Should he or shouldn’t he? This is the question at the heart of a heated debate in Turkey over Pope Benedict XVI’s plans to come calling sometime in November.
The immediate event that triggered the debate was the pope’s recent lecture in Germany in which he quoted a medieval Byzantine emperor who described Islam as “evil and violent.”
The controversy kicked over he papal pronouncements is unlikely to lead anywhere for as long as we are kept in the dark as to Benedict’s own views on Islam. Why quote a medieval emperor? Why not come out and says: Well, ladies and gentlemen, this is what I think of Islam and let’s have a debate!
If the pope is using diplomatic wiggle to avoid stating his own view of Islam, there is one topic on which he has been straightforward: Turkey cannot become a member of the European Union because it is not European enough. Those who still want to welcome the pope to Turkey believe that he should come and see for himself; maybe he would change his mind.
There are at lest three problems with the pope’s position on Turkish membership of Europe. The first is that the pope regards the European Union not as a political and economic association but as a Christian club — this despite the fact that the proposed EU Constitution makes no reference to Christianity. In any case, considering Europe as an exclusively Christian space would exclude the continent’s estimated 50 million Muslims, almost two million Jews and millions who follow other faiths. Even among those Europeans who are Christians by birth and family tradition, a majority is now secular enough not to regard religion as the key element of their identity.
Most Europeans would define Europe as a space in which life is organized on the basis of the rule of law, pluralist democracy, open markets, and freedom of conscience.
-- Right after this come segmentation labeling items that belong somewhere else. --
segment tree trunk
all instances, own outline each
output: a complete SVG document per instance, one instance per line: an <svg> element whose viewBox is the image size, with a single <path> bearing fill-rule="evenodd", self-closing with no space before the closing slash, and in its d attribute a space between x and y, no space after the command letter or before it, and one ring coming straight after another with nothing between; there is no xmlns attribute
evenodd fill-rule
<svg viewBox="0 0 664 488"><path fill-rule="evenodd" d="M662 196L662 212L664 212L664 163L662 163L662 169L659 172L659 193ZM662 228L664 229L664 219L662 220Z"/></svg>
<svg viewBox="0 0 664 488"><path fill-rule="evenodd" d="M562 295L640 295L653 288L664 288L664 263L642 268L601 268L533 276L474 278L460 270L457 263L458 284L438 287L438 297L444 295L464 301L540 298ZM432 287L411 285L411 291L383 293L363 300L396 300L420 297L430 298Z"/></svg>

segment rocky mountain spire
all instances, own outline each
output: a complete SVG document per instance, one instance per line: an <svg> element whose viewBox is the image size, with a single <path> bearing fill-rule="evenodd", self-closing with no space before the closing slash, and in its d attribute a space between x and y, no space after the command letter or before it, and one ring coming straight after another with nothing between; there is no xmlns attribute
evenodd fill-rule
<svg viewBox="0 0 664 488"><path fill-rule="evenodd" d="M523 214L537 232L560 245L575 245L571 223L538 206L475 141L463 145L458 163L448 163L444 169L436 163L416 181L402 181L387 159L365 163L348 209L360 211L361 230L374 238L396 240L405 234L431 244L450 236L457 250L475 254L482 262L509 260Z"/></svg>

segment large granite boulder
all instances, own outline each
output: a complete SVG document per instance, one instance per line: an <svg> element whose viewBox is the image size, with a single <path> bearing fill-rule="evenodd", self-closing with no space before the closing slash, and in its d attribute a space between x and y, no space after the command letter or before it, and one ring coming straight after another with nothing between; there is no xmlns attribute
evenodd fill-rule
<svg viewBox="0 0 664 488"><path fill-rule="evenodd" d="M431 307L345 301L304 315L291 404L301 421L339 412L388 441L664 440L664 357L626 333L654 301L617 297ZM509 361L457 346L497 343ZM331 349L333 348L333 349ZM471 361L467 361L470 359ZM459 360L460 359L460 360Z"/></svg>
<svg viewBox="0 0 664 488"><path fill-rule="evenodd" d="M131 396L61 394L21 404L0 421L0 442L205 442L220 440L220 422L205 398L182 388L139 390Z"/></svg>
In that sense, Turkey is European enough to become a member of the EU.
Despite occasional setbacks, democracy has a longer continued history in Turkey than in some members of the EU, including former Communist states that emerged from decades of dictatorship only in the 1970s. Over the past decade, successive governments in Turkey have implemented most of the reforms that the EU demands under its so-called mise-a-niveau (bringing up to the level) program required for membership. Even when it comes to religious matters, Turkey’s record is as good if not better than that of the most liberal members of the EU. For example, Christians in Turkey have more freedom to practice their faith than do Muslims in Greece. And, if secularism is a key principle of the EU, Turkey is certainly the more secular than all other EU members, including France.
The second problem with the pope’s position on Turkey is that it confuses the conjectural with the existential. The European continent has been politically organized, and reorganized, in a variety of forms over the past 2,500 years. Empires have risen and fallen, nations have appeared and faded, and alliances have been made and unmade. But none of those conjectures necessitates changes in the existential realities of those who participated. To the pope, however, the only way that Turkey can join the European Union is to convert to Christianity, which, in other words, means a fundamental existential change. (And that does not take into account the additional problem of which of the many bands of Christianity Turkey should adopt in order to fulfill the pope’s condition for EU membership.)
Finally, the pope’s position on Turkey has broader implications. One is that nations of different faiths should share the same political, economic and cultural space and cannot form secular alliances to deal with this-worldly matters. And, that, of course, is a violation of the basic principle of the separation of church and state. Another is that the entire history of Europe should be re-written in a way that would airbrush the role that the Turkish people in general and the Ottoman Empire in particular played in shaping the European culture.
Last but not least, the pope’s position, if applied fully, would require a reorganization of the international space on the basis not of nation-states but of religions.
All that may not seem problematic to the pope who wears two caps: A religious one as the pontiff of the Catholic Church and a political one as head of the Vatican state.
So, let us return to the question debated in Turkey. The wisest course as put by Turkish President Ahmet Necdet Sezer, is to welcome the pope as planned both as the leader of the Catholics and as head of the Vatican state.
By maintaining its invitation to the pope, Turkey would show its commitment to a fundamental European principle: Freedom of speech. The visit could provide an opportunity for the Turkish leaders and people to engage the pope in both his capacities. As a head of state, they should try to persuade him that the EU would be strengthened by admitting Turkey whose sizable population, vast natural resources, and closeness to new markets make it an asset in the medium and long-term. The Turks should also engage the pope as head of the Catholic Church. They should encourage him to express his own opinions about Islam.
The Catholic Church has a long record of inter-faith dialogue with various representatives of Islam, dating back to the late 1940s. So far, however, that dialogue has consisted mostly of polite conversation designed to avoid thorny issues of faith or joint lamentation over the advance of secular ideas throughout the world.
In its worst form the inter-faith dialogue has led to joint moves to block reforms to improve the status of women as was the case in the notorious Beijing conference a few years ago.
The great merit of the pope’s recent lecture in Germany is that it has effectively ended the era of postmodernist waffle presented as inter-faith dialogue.
The opportunity should be seized to start an honest, though courteous, dialogue designed to help both sides know the truth about one another and, in turn, figure out ways of how they can coexist not only in Europe but throughout the world.